The towns in this area were different. Newer, and much, much wider. We were still as confused about how parking worked in Sicily, but took our chances amongst the dozens of other cars in what looked like 24/7 tow-away zones. It was only mid-April (a good two months before summer), but already the beaches were filled with umbrellas and beach chairs. We turned down the offers, and went for a walk along the shore. The water was perfectly clear, and the sand was also surprisingly fine, making a beautiful beach. Oh yeah, and then there was the view of the mountain looming large above all, really setting this beach apart from others.
The water wasn’t much warmer, but the sun felt warmer, and the wind was less gusty, so we actually braved a swim! Well, as much as we could given how shallow the waters were – and given I was paranoid about leaving my camera unattended on the beach, I didn’t want to venture too far away.
I let Risa treat herself to a nice lunch, since we’d made do with a cheap breakfast. We ended up at U Sfizziusu, which like everything else in Sicily, was a seafood restaurant – which suited Risa perfectly. I settled for a simple (though delicious pasta), but Risa got this enormous seafood soup! There was half a lobster, several king prawns, mussels, clams, squid, and other treats – and all for €25. The photos don’t quite do justice as to how large this dish was – I’d guess at least 30-40cm in diameter!
With her in a food coma, we did our best to catch the last of the afternoon sun in another historic, hilltop village called Erice. We’d timed it well as most visitors were starting to leave, so we had no problems with parking – once I’d been able to get change for the ticket machine.

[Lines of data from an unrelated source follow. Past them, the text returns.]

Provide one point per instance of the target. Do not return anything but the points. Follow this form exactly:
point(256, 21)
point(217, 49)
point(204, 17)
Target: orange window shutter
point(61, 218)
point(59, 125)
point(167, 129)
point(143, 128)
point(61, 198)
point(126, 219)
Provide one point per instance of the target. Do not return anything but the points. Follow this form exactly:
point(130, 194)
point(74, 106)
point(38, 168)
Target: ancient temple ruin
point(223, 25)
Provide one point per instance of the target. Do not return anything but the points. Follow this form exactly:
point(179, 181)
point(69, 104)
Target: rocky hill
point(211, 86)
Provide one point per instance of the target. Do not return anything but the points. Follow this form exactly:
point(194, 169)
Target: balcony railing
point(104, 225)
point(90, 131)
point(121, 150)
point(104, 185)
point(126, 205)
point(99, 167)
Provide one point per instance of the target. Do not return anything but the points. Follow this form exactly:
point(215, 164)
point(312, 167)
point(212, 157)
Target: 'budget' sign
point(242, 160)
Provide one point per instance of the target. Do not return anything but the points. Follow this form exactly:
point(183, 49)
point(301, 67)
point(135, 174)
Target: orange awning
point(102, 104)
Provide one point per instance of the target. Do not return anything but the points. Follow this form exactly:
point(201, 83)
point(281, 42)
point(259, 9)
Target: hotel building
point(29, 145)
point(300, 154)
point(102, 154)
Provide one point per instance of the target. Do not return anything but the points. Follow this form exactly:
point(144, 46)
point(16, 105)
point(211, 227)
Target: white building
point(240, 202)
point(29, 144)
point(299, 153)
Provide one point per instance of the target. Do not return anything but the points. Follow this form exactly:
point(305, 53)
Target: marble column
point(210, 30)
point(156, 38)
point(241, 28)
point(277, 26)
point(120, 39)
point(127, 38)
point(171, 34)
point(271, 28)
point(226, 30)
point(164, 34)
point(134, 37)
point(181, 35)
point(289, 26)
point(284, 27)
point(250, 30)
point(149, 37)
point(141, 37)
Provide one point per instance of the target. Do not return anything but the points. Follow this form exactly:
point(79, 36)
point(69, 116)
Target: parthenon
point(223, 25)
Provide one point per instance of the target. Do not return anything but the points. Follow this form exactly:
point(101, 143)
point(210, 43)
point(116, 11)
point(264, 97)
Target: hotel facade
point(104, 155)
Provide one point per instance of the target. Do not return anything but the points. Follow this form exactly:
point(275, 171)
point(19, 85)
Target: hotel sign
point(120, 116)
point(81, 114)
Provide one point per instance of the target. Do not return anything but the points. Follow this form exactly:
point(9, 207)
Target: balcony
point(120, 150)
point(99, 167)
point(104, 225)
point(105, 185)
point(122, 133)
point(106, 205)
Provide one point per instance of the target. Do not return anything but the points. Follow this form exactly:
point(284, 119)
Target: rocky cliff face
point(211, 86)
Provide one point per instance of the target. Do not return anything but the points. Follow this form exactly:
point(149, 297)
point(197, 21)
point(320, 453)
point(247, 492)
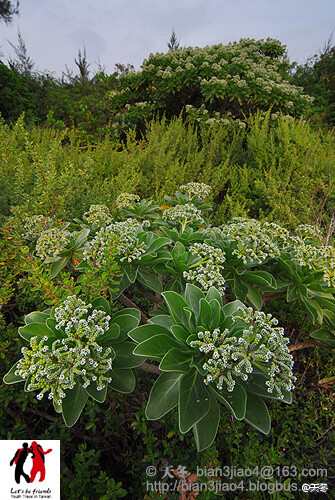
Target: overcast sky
point(127, 31)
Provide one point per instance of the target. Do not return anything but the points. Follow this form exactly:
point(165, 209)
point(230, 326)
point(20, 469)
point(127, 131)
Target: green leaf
point(324, 336)
point(193, 294)
point(205, 313)
point(150, 280)
point(125, 357)
point(257, 414)
point(145, 332)
point(262, 278)
point(73, 404)
point(254, 298)
point(122, 380)
point(213, 293)
point(35, 330)
point(156, 347)
point(231, 308)
point(163, 320)
point(36, 317)
point(176, 305)
point(176, 361)
point(313, 309)
point(92, 391)
point(10, 377)
point(256, 385)
point(194, 400)
point(131, 272)
point(163, 395)
point(205, 430)
point(126, 322)
point(235, 401)
point(102, 304)
point(57, 266)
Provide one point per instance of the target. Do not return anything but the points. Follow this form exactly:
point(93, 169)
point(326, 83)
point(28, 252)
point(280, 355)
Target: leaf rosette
point(212, 353)
point(75, 351)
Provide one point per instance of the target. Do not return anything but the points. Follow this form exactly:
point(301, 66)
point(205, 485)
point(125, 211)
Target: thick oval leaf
point(194, 400)
point(235, 401)
point(122, 381)
point(176, 361)
point(150, 280)
point(324, 336)
point(92, 391)
point(144, 332)
point(254, 298)
point(163, 395)
point(180, 333)
point(163, 320)
point(36, 317)
point(10, 377)
point(193, 294)
point(205, 430)
point(102, 304)
point(213, 293)
point(176, 305)
point(262, 278)
point(73, 404)
point(124, 356)
point(156, 347)
point(257, 414)
point(126, 322)
point(231, 308)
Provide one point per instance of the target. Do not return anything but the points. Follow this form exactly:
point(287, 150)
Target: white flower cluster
point(206, 271)
point(98, 214)
point(256, 241)
point(125, 200)
point(308, 232)
point(196, 189)
point(261, 345)
point(51, 242)
point(182, 214)
point(35, 225)
point(59, 365)
point(317, 258)
point(120, 235)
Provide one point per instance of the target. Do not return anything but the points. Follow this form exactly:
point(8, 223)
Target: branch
point(150, 368)
point(129, 303)
point(310, 343)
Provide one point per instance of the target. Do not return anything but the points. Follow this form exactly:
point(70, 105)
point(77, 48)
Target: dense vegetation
point(235, 120)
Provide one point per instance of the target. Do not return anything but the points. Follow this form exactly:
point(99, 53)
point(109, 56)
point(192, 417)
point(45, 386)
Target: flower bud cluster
point(98, 214)
point(196, 189)
point(256, 241)
point(261, 344)
point(57, 365)
point(308, 232)
point(123, 235)
point(206, 271)
point(125, 200)
point(181, 214)
point(51, 242)
point(35, 225)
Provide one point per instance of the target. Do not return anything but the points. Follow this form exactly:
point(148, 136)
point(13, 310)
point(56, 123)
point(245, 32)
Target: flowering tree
point(206, 338)
point(218, 83)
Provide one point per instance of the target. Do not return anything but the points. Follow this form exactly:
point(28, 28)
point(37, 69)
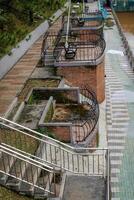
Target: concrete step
point(18, 170)
point(31, 175)
point(6, 163)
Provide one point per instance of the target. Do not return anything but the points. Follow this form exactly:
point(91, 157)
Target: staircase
point(30, 160)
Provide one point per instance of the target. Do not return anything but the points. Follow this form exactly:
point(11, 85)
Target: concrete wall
point(92, 76)
point(7, 62)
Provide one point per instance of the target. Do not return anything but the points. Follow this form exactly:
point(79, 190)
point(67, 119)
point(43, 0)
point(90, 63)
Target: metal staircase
point(30, 160)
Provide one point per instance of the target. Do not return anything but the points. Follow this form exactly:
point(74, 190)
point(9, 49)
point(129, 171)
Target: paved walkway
point(14, 80)
point(120, 117)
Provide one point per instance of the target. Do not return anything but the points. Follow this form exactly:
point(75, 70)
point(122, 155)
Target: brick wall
point(92, 76)
point(61, 133)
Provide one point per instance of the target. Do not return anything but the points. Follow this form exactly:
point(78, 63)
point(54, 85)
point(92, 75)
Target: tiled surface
point(120, 118)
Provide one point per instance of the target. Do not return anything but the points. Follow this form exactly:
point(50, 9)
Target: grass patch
point(31, 83)
point(18, 18)
point(18, 140)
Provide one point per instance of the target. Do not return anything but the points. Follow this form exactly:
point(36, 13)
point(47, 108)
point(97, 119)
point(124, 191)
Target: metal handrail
point(36, 165)
point(52, 146)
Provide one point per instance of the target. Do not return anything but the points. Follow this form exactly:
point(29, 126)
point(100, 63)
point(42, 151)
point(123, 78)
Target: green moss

These historic towns were starting to feel a little similar, however there was still enough charm and hidden alleys to keep us motivated. The main streets were just a little too decorated with advertising to really enjoy – but I get that they need to make a living, too.
The wind up on this rocky plateau was intense, but was worth battling with for the views out over where we’d been earlier today.
Many of the attractions were already shut (or hadn’t opened), but we made a quick visit into the Venus Castle – so named for the Cult of Venus that was said to have practised there in ancient times. There wasn’t a great deal to see inside, with pretty limited ruins, however there was something about this place that really appealed to me. The panels with the history were engaging, which really helped the imagination.
Plus, the views!
We wandered a little longer/deeper, but we found the rewards were diminishing rapidly, so after re-treading the same main streets several times, we made our way south – as far as we could towards Agrigento before it was too dark/late.